AI presents plenty of opportunities to be abused with malware and attacks that can impact businesses and society. An autonomous car that runs a series of red lights or hits a pedestrian is an example of immature AI. Multiply that by the millions of applications that are anticipated to become mainstream over the next 10 years and you have a recipe for disaster. Input of corrupted data resulting from a defective sensor or intermittent connector contact will result in inaccurate output. That is where the integrity of the circuits, sensors, and connectors impacts the performance of robotic and AI-enabled devices.
Robots using AI are becoming adept at new skills simply by completing a step-by-step learn-by-doing process. Machine learning refers to systems that can learn by themselves. Systems now available use deep learning to provide real-time voice recognition and language translation. This deep learning process requires the analysis of potentially thousands of variables to identify the most favorable solution, be it low cost, highest quality, fastest assembly, optimization of materials, etc.
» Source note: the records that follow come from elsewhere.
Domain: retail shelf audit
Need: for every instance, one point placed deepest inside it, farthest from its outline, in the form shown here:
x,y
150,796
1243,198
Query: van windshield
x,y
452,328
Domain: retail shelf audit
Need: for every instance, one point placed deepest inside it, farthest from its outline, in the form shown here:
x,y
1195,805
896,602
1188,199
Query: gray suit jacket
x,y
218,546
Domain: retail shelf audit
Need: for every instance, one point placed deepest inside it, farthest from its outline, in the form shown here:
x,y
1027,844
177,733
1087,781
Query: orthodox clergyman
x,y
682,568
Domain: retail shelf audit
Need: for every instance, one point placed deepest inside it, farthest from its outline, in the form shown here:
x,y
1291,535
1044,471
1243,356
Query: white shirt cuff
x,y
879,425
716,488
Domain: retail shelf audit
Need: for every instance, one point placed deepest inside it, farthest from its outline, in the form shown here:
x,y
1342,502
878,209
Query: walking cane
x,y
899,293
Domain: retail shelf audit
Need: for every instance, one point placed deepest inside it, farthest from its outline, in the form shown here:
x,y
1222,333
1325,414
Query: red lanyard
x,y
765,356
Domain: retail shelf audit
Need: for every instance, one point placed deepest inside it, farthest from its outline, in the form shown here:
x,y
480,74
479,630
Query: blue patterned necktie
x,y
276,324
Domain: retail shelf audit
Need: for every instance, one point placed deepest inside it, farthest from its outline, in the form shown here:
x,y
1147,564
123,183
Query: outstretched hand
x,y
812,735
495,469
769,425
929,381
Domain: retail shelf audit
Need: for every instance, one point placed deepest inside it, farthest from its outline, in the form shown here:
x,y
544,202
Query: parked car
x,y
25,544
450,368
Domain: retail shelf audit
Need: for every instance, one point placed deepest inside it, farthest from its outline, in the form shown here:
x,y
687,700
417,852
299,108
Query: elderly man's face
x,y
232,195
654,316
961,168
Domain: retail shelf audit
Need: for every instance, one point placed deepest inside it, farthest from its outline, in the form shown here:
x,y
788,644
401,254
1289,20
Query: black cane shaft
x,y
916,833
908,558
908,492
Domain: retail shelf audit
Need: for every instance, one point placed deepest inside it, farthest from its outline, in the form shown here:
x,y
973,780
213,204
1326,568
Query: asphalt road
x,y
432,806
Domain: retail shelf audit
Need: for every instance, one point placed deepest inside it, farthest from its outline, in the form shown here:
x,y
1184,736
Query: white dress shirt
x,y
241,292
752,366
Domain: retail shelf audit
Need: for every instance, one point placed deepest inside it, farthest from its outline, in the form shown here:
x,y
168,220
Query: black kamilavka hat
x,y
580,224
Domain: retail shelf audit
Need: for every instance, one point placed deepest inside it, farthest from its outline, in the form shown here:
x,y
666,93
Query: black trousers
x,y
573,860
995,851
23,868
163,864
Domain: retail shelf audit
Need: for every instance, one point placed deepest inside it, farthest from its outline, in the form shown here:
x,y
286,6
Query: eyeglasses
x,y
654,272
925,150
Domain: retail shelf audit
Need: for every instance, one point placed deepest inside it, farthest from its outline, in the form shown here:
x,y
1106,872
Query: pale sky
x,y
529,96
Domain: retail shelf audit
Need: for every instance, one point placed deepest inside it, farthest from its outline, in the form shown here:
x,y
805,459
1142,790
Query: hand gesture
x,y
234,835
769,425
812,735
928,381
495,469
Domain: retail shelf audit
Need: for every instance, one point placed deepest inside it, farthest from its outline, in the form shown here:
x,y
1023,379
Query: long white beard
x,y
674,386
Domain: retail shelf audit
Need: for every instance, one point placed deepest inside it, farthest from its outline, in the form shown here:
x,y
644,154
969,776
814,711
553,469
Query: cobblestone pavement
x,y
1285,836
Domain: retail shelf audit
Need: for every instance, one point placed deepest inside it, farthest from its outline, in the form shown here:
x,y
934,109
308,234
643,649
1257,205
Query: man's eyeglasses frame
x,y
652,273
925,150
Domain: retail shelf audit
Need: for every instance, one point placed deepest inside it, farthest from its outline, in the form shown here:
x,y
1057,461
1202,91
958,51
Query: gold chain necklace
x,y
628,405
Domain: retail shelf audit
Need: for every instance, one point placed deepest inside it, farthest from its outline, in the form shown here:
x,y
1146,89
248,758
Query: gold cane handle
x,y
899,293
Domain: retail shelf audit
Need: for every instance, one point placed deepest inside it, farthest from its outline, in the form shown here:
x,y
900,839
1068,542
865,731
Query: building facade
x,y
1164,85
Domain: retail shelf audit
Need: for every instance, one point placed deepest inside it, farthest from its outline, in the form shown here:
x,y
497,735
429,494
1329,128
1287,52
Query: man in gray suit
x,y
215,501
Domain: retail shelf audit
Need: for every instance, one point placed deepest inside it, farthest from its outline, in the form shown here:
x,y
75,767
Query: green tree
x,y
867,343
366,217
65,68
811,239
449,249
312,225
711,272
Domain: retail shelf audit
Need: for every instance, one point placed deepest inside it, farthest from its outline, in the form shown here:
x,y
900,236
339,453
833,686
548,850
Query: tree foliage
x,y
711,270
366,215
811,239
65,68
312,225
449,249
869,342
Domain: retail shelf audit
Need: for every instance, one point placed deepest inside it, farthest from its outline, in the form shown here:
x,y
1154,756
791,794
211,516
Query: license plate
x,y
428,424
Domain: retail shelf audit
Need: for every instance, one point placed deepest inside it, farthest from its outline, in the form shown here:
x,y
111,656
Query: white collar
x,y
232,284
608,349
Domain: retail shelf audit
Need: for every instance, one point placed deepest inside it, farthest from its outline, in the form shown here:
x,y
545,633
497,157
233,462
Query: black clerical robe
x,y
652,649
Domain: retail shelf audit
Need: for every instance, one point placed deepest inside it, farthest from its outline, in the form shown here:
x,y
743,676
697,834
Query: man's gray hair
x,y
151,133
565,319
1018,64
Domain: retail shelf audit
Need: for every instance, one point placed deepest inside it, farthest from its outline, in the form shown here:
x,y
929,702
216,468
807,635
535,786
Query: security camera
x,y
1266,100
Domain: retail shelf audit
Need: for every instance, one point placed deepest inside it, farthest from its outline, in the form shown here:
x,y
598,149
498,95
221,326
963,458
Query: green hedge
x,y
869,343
Understanding all the possibilities of how a robot that utilizes AI will respond is part of ensuring that it will achieve its intended objectives, but another aspect is much more basic. Robots of all types are constructed with a wide variety of sensors, cables, and connectors, all of which must perform to stated specifications. Amazon recently demonstrated its new delivery drone, Prime Air. Studded with an array of sensors, this drone utilizes machine learning to enable its “sense and avoid” technology. Failure of one or more of these sensors could cause the generation of inaccurate data or complete failure. Nobody wants delivery drones dropping from the sky. With the dramatic increase in robots designed to function closely with humans at work and home, erratic behavior could become a human safety issue. The computing and communication infrastructure that will be required to support AI will demand exceptional reliability as well as increased speed.
In addition to robotics, AI applications in such fields as medical, process automation, and security will require real-time response. It is becoming more common to locate AI computing resources at the edge or integrated directly into a sensor. Rather than hosting AI applications in the cloud, it might make sense to offload them directly to the equipment, minimizing the transfer of sensitive data to the cloud.
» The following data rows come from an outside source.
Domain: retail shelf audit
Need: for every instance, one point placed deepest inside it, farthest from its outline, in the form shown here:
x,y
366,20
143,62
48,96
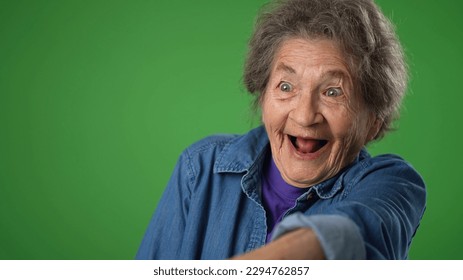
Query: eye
x,y
285,87
333,92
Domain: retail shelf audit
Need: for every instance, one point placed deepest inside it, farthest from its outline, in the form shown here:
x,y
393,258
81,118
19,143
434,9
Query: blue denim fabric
x,y
212,209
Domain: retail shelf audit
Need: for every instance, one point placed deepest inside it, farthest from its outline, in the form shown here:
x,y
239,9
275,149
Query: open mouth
x,y
307,145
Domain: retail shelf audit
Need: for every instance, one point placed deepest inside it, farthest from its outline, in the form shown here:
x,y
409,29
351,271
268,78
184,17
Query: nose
x,y
306,111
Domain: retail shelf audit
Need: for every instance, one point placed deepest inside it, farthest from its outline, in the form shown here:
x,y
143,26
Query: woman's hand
x,y
300,244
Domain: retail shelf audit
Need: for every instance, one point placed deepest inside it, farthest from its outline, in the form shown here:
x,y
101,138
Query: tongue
x,y
306,145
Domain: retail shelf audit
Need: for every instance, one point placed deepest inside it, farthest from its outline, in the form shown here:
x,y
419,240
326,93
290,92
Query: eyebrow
x,y
286,68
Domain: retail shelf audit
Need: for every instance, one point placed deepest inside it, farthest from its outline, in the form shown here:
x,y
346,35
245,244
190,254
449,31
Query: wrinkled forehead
x,y
320,59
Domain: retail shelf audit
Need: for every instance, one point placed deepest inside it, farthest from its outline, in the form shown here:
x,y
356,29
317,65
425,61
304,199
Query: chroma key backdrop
x,y
98,99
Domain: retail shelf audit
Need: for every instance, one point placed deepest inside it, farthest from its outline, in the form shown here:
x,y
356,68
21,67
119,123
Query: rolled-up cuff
x,y
339,236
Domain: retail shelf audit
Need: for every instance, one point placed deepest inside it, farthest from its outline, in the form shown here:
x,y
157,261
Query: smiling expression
x,y
315,120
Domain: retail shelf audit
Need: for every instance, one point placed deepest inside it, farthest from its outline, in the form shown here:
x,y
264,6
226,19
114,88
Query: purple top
x,y
277,195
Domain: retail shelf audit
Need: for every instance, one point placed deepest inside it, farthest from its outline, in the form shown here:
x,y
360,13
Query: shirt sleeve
x,y
339,237
374,216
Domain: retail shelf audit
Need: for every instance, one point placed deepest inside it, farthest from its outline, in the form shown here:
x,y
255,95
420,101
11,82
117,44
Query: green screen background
x,y
98,99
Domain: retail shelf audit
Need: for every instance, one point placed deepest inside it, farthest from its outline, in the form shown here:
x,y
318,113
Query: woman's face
x,y
315,121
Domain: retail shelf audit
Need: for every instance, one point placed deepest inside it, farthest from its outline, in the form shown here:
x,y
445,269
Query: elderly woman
x,y
329,77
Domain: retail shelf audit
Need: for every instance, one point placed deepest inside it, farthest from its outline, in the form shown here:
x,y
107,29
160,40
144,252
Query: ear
x,y
374,129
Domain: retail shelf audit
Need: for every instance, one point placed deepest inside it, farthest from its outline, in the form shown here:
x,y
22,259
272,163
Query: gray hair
x,y
366,38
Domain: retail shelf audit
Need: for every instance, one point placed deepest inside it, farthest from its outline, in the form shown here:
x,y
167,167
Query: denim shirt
x,y
212,208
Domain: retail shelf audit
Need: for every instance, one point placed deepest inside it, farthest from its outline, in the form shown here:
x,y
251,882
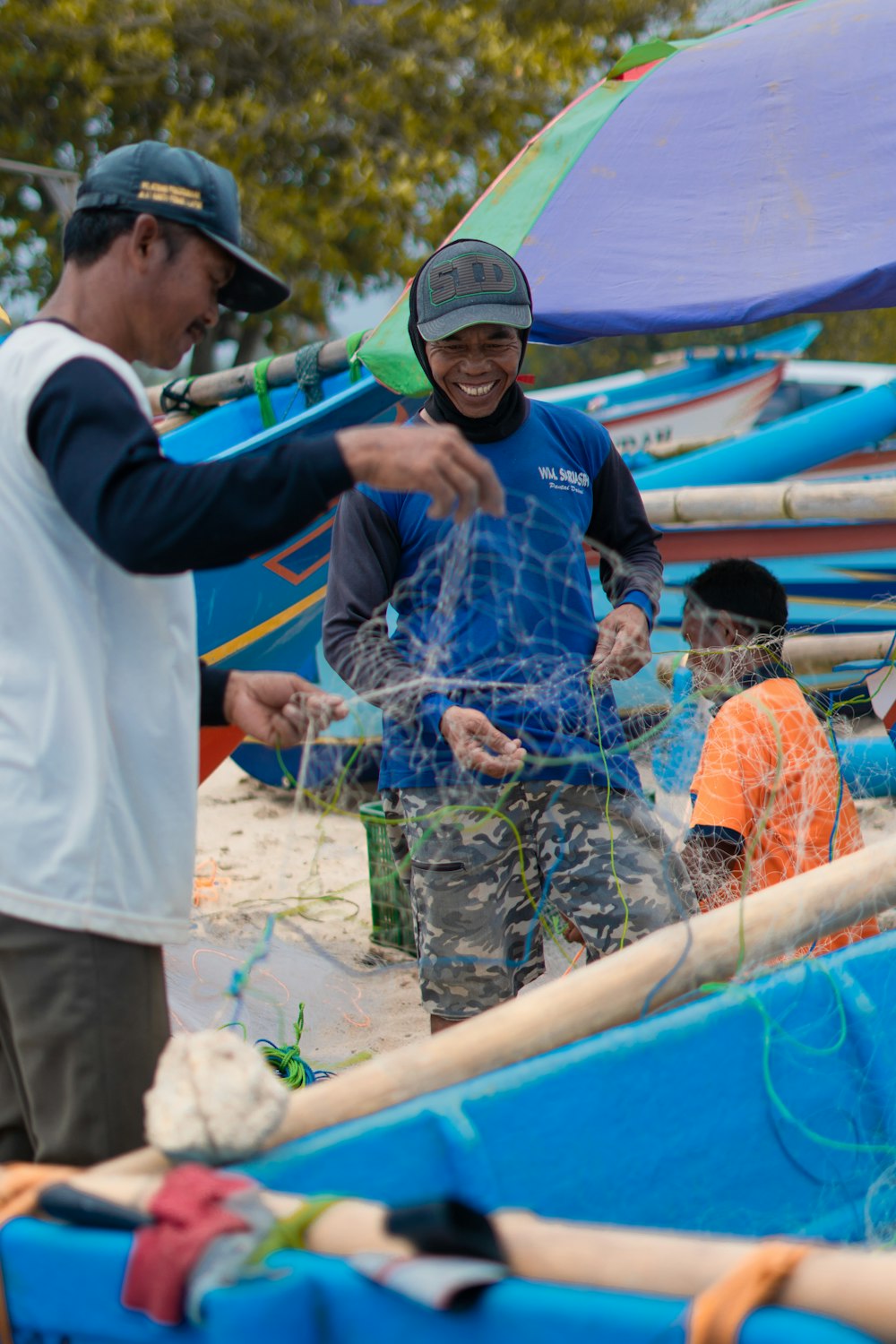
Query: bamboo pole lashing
x,y
855,1285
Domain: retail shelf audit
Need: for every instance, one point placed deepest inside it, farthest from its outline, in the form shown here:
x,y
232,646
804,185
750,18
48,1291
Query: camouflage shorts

Historically, connectors have been identified as a potential source of failure. An open or intermittent contact can cause havoc in a complex electronic system. Manufacturers of connectors and sensors will be pressed to develop “fail safe” and low-cost interconnects that feature a long service life in harsh environments.
We are entering an exciting new world where an increasing number of critical decisions are being made by machines powered by artificial intelligence. Connectors and electronic sensors are playing a key role in ensuring that those decisions meet the expectations of applications that range from managing a coffee maker to executing a precision military airstrike.